Even more remarkable is that the religious revival is occurring in places that are rapidly modernizing. China and India today have the fastest growth rates in the world, and religion is thriving in both places. Turkey is the one of the most modern of the Muslim countries, and Islam has steadily gained strength there. In Central and South America, the upwardly mobile classes are embracing Pentecostal Christianity.

The global spread of American culture, with the secular values it carries, seems not to have arrested or even slowed the religious upsurge. The reason is that many non- Western cultures are actively resisting secularism. A common slogan in Asia today is “modernization without Westernization.” Many people want American prosperity and American technology, but they want to use these to preserve and strengthen their traditional way of life. They want to live in a world of multiple modernities.
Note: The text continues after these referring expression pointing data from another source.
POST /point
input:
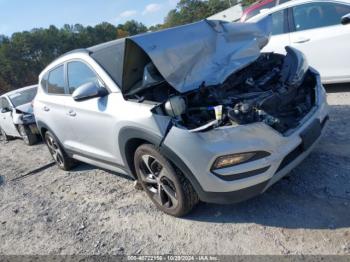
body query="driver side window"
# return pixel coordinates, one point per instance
(78, 74)
(4, 103)
(318, 14)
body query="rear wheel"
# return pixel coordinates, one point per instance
(28, 137)
(3, 137)
(62, 160)
(168, 189)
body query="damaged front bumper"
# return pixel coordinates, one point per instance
(243, 181)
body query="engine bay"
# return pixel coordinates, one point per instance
(275, 89)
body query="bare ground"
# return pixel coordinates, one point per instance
(91, 211)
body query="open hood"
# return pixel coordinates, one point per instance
(185, 56)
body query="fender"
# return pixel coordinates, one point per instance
(131, 137)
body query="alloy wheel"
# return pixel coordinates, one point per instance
(158, 182)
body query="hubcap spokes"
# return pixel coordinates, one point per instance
(158, 182)
(54, 150)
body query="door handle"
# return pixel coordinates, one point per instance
(302, 40)
(72, 113)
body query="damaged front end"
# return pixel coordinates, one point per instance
(212, 74)
(275, 89)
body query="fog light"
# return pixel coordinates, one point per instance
(231, 160)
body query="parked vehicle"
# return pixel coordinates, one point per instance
(209, 118)
(258, 7)
(16, 115)
(318, 28)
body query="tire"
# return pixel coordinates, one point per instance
(59, 156)
(4, 138)
(165, 185)
(28, 137)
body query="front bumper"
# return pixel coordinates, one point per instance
(198, 151)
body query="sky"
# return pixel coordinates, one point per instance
(21, 15)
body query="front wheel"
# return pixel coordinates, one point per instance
(62, 160)
(168, 189)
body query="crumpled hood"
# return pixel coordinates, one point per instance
(26, 108)
(206, 51)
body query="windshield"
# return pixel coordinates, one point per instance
(23, 97)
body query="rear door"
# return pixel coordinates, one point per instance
(6, 120)
(280, 33)
(319, 34)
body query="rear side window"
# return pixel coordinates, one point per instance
(55, 82)
(319, 14)
(78, 74)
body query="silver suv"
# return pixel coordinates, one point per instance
(192, 113)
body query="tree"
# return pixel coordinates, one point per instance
(24, 55)
(189, 11)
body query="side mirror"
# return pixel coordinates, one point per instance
(88, 91)
(345, 19)
(5, 110)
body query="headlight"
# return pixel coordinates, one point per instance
(235, 159)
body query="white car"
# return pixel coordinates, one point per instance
(16, 115)
(318, 28)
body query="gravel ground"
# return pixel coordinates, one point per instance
(91, 211)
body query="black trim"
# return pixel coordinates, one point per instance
(243, 175)
(126, 145)
(291, 23)
(290, 157)
(258, 155)
(324, 121)
(73, 152)
(235, 196)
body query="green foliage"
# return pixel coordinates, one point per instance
(24, 55)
We often read that Islam is the fastest-growing religion. Not true. Christianity is the fastest-growing religion in the world today. Islam is second. While Islam grows mainly through reproduction—which is to say by Muslims having large families—Christianity spreads through rapid conversion as well as natural increase. Islam has become the fastest-growing religion in Europe, which for more than a thousand years has been the home of Christianity. Catholic writer Hilaire Belloc wrote in 1920 that “the faith is Europe and Europe is the faith:’ Belloc was convinced that the future of Christianity lay in Europe.

Ironically, while Europe has moved away from Christianity, the Christian religion has been expanding its influence in Central and South America, in Africa, and in Asia. For the first time in history, Christianity has become a universal religion. It is in fact the only religion with a global reach. Buddhism and Islam, like Christianity, are religions with global aspirations, but these aspirations have not been realized. Buddhism never established itself even in the land of its founding, India, although it found adherents in the cultures of Southern and Eastern Asia. Even though it has a few followers in the West, Buddhism remains a religion with, at best, a regional impact. Islam is vastly stronger, buteven Islam is regional, with little or no sway in the United States, Canada, Central and South America, or Australia. By contrast, Christianity is a force on every continent and in every major region of the world, with the sole exception of the heartland of Islam, the Middle East.

The new face of Christianity is no longer white and blond but yellow, black, and brown. “If we want to visualize a typical contemporary Christian,” Philip Jenkins writes in The Next Christendom, “we should think of a woman living in a village in Nigeria or in a Brazilian favela.” The vital centers of Christianity today are no longer Geneva, Rome, Paris, or London. They are Buenos Aires, Manila, Kinshasa, and Addis Ababa. “The era of Western Christianity has passed within our lifetimes,” Jenkins observes, “and the day of Southern Christianity is dawning.”

In 1900, more than 80 percent of Christians lived in Europe and America. Today 60 percent live in the developing world. More than two out of three evangelical Christians now live in Asia, Africa, and South America. Here are some numbers Jenkins provides: Europe today has 560 million Christians and America has 260 million, yet many of these are Christian in name only. In comparison, there are 480 million Christians in South America, 313 million in Asia, and 360 million in Africa. The vast majority of these are practicing Christians. There are more churchgoing Presbyterians in Ghana than in Scotland.